Dr. Martin Luther King Jr.’s Legacy in 2024
Fifty-six years ago today, Rev. Dr. Martin Luther King, Jr. was assassinated in Memphis, Tennessee.
He spent his 39 years of life organizing everyday people to demand a better United States. Whether he was fighting for equitable opportunities for Black Americans, voting rights, or economic justice, Dr. King was a tremendous leader of his time.
But a leader is only as strong as the people they organize, the movement they build, and the collective vision they create. So today, I’m thinking about the 80 year old Black woman who came to our phonebank at the public library every Thursday in Greenville, NC during the 2016 election.
She always wore a color-coordinated outfit and would stay for an hour, calling as many numbers as she could. In a sweet but firm voice, she would get a plan to vote out of every single person she talked to because, as she liked to remind folks, people died for this.
The legacy of Rev. Dr. Martin Luther King, Jr. is one of a struggle unfinished—a struggle that thousands of everyday people put their lives on the line for. Just like Dr. King didn’t do his work alone, it’s going to take all of us to make a more inclusive democracy a reality.
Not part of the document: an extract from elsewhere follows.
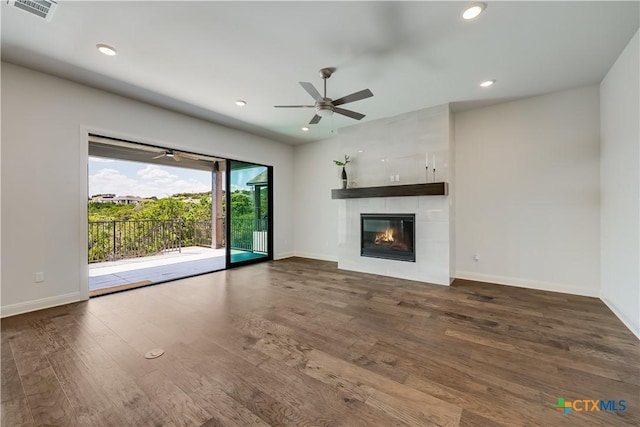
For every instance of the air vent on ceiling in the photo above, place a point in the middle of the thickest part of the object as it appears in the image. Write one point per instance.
(42, 8)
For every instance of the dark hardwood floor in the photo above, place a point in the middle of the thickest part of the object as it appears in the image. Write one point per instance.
(301, 343)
It’s important to remember this today more than ever. It is our collective action that will create the change we need.
The battles we are facing today for our democracy and our freedoms are eerily similar to the battles fought 70 years ago—with a few modern twists thrown in.
We’re still fighting for federal voting protections while dealing with states increasingly passing voter suppression laws. We’re seeing conservative-controlled campaigns to undermine direct democracy and underhanded tactics to dilute the power of voters. All the while, the MAGA frontman himself—Donald Trump—is under federal indictment for attempting to overturn the 2020 election results while running to be president…again.
Democracy itself is on the ballot this year, and we can’t afford to leave it undefended.
Dr. King said, “So long as I do not firmly and irrevocably possess the right to vote, I do not possess myself. I cannot make up my mind—it is made up for me. I cannot live as a democratic citizen, observing the laws I have helped to enact—I can only submit to the edict of others.”